Transitioning: Moving is stressful no matter what your age is, and the older you are the more stress you'll face. Often seniors have a hard time adjusting to a new home no matter how lovely it is or how excited they were when moving. It's important to know its okay to take some time to adjust to your new surroundings and that some anxiety and depression are perfectly normal. The community staff should understand this and make it a priority to help new residents transition smoothly.
Loneliness: Feeling lonely in a new environment can be challenging, so it's good to know this is a normal reaction. Your new community should welcome visits from your family and friends and have common areas where you can enjoy their company. At the same time there should be plenty of social activities to choose from and the staff should be encouraging, not patronizing.
Lack of Physical Activities: Physical fitness is vital to senior health and also keeps elderly minds sharp. Your prospective new home should have plenty of options for staying fit so you can enjoy life to the fullest. Inclement weather can be a challenge to getting enough exercise, so the campus should have many options for indoor fitness as well as options for chair-bound residents.
Staffing: Hiring, training, and retaining staff members are perhaps the biggest challenges facing retirement communities. Inquire about the turnover rate of all employees as well as how they're screened and trained. Ongoing professional training should also be in place as well as incentives to promote job retention.
Fraud: Elderly fraud is rampant throughout the country and because senior living communities are by design full of elderly citizens they can be targets for elderly fraud.
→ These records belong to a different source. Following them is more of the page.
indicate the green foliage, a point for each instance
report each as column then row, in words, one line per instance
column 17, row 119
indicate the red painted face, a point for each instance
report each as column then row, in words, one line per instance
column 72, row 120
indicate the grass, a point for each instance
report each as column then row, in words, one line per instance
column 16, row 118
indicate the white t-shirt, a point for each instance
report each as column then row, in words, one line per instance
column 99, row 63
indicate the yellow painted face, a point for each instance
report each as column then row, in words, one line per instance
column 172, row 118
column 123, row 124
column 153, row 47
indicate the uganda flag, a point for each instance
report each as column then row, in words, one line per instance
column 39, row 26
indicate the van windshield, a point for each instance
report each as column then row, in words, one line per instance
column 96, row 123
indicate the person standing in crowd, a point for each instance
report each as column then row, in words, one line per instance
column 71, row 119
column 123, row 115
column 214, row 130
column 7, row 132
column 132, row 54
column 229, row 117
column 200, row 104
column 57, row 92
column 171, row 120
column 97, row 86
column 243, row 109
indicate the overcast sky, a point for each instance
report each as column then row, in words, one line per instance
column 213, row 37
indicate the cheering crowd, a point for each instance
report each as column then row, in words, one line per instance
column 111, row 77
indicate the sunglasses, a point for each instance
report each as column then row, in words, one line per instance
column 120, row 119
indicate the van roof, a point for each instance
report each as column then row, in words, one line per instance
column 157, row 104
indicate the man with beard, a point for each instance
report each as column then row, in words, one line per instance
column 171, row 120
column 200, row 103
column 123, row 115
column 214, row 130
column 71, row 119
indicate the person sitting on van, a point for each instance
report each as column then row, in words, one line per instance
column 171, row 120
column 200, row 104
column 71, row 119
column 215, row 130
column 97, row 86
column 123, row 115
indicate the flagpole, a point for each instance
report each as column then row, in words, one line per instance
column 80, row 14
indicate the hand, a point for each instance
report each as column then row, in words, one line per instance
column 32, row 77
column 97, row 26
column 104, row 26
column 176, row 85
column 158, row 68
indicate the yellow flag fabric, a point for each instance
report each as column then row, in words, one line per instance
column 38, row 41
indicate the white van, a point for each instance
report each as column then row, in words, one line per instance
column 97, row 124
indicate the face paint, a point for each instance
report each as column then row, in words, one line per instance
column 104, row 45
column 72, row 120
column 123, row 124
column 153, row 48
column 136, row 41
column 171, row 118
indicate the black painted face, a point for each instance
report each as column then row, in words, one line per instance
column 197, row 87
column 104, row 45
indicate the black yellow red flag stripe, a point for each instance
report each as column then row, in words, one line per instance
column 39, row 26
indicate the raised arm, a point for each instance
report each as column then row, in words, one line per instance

The administration must have policies in place to avoid internal fraud as well as informational opportunities for residents to stay aware of the latest ploys used to scam seniors.
Transportation: It's common for seniors to often reach a point when they no longer drive transportation is a key issue faced by senior community administrations. There should be consistent transportation available to local areas as well as a system in place to chauffeur residents to appointments.